De man heeft betoogd dat voor de komende jaren dient te worden uitgegaan van een resultaat van € 25.000,- per jaar. Hij heeft zich daarbij beroepen op een rapport van mr. drs. C.F.N.M. de Boer RA RV van 26 augustus 2014. Dat rapport vermeldt dat de verwachte omzet en winst in 2014 ten opzichte van 2013 aanzienlijk zal dalen vanwege het wegvallen van een grote opdrachtgever (in 2013 goed voor een omzet van € 562.844,-) en dat die neerwaartse trend zich na 2014 zal voortzetten. Ter zitting in hoger beroep heeft de man in dat verband verklaard dat zijn onderneming voor 90% is gericht op AWBZ-vervoer, dat op dat vervoer door de overheid in hoge mate wordt bezuinigd en dat de concurrentie daardoor aanzienlijk is toegenomen. Voorts vermeldt het rapport dat in het verleden versneld is afgeschreven, waardoor grotere afschrijvingen ten laste van de winst zijn gebracht, en dat daardoor op de afschrijvingen in de toekomst een correctie zal worden toegepast die zal leiden tot een hogere belastingdruk. Verder zal in 2014 een tekort aan liquide middelen ontstaan van € 162.626,- waardoor een sanering van de activa dient plaats te vinden alsmede een aanpassing van de rekening courant faciliteit en de lease-voorwaarden, die tot hogere kosten zullen leiden.

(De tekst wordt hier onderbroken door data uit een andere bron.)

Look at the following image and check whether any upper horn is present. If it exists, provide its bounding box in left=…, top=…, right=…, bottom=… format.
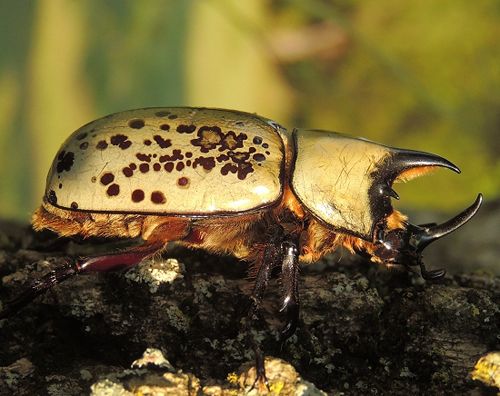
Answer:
left=388, top=149, right=460, bottom=180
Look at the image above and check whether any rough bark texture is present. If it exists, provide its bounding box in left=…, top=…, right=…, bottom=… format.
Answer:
left=0, top=204, right=500, bottom=395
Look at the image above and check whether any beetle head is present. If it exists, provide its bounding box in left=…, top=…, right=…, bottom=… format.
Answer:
left=373, top=194, right=483, bottom=280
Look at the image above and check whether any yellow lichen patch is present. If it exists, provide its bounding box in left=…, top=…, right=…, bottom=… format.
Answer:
left=471, top=352, right=500, bottom=389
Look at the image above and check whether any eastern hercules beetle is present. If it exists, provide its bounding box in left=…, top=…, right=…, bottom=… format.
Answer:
left=0, top=107, right=482, bottom=379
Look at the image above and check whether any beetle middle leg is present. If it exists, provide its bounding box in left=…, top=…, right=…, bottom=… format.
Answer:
left=280, top=238, right=299, bottom=344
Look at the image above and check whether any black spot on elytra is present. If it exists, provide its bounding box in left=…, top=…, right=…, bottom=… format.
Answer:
left=163, top=162, right=174, bottom=173
left=132, top=190, right=144, bottom=202
left=155, top=110, right=170, bottom=117
left=228, top=151, right=250, bottom=163
left=135, top=153, right=151, bottom=162
left=221, top=131, right=248, bottom=150
left=253, top=153, right=266, bottom=162
left=176, top=124, right=196, bottom=133
left=110, top=134, right=132, bottom=150
left=220, top=164, right=238, bottom=176
left=47, top=190, right=57, bottom=205
left=128, top=118, right=145, bottom=129
left=153, top=135, right=172, bottom=148
left=101, top=172, right=115, bottom=186
left=122, top=167, right=134, bottom=177
left=95, top=140, right=108, bottom=150
left=177, top=177, right=189, bottom=187
left=238, top=162, right=254, bottom=180
left=217, top=154, right=230, bottom=162
left=193, top=157, right=215, bottom=171
left=159, top=149, right=184, bottom=162
left=56, top=150, right=75, bottom=173
left=106, top=183, right=120, bottom=197
left=151, top=191, right=167, bottom=204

De vrouw heeft het betoog van de man weersproken. Ter onderbouwing heeft zij aangevoerd dat de man recentelijk twee nieuwe opdrachtgevers heeft gekregen, waardoor de omzet en winst zal stijgen. De man heeft in reactie daarop ter zitting in hoger beroep verklaard dat hij niet twee, maar één nieuwe opdrachtgever heeft en dat het effect daarvan op de omzet en het resultaat gering is. Daartoe heeft hij aangevoerd dat het werkgebied van die opdrachtgever voor het merendeel valt buiten dat van zijn onderneming, dat die opdrachtgever om die reden ook vervoerders in andere provincies heeft gecontracteerd en dat de extra omzet voor de onderneming van de man naar verwachting € 12.000,- per jaar zal bedragen.
Het hof komt de toelichting van de man ter zitting in hoger beroep aannemelijk voor. De stelling van de vrouw dat de man nog een andere nieuwe opdrachtgever heeft, acht het hof, bij gebrek aan nadere onderbouwing niet aannemelijk geworden.

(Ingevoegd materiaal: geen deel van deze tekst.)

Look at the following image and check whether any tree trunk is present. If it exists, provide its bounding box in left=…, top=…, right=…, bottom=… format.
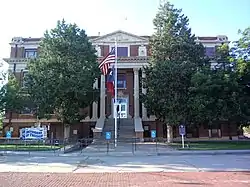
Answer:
left=227, top=121, right=233, bottom=140
left=3, top=111, right=13, bottom=137
left=167, top=124, right=173, bottom=143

Gelet op het voorgaande is aannemelijk geworden dat de verwachte omzet en winst vanaf 2014 aanzienlijk zal dalen. Om die reden acht het hof de vóór 2014 behaalde resultaten niet representatief voor de periode vanaf 2014. Gelet op de bevindingen in voornoemd rapport, die naar het oordeel van het hof door de vrouw onvoldoende gemotiveerd zijn weersproken, is (ook indien de omzet van de hiervoor genoemde nieuwe opdrachtgever in aanmerking wordt genomen) aannemelijk geworden dat de gemiddelde winst vanaf 2014 niet hoger zal zijn dan € 25.000,-, zodat het hof daarvan, in navolging van de man, zal uitgaan. Daarbij wordt in aanmerking genomen dat in het rapport voor de periode vanaf 2014 wordt uitgegaan van aanzienlijk lagere afschrijvingen dan in de jaarrekeningen 2011, 2012 en 2013 zodat in zoverre tegemoet wordt gekomen aan de stelling van de vrouw dat een correctie dient plaats te vinden op de in die jaarrekeningen opgevoerde afschrijvingen.

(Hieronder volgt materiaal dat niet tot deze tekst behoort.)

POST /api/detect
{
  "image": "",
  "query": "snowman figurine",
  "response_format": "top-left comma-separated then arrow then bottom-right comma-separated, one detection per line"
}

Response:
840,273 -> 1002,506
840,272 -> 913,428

Het betoog van de vrouw dat de privé opnames van de man mede bij zijn draagkracht in aanmerking dienen te worden genomen, volgt het hof niet. De privé opnames die in het verleden zijn gedaan, hebben immers al tot een aanzienlijke schuld geleid die op termijn zal moeten worden afgelost. Gelet op die schuld is bovendien aannemelijk dat de mogelijkheden tot het doen van verdere privé opnames in de toekomst beperkt zullen zijn.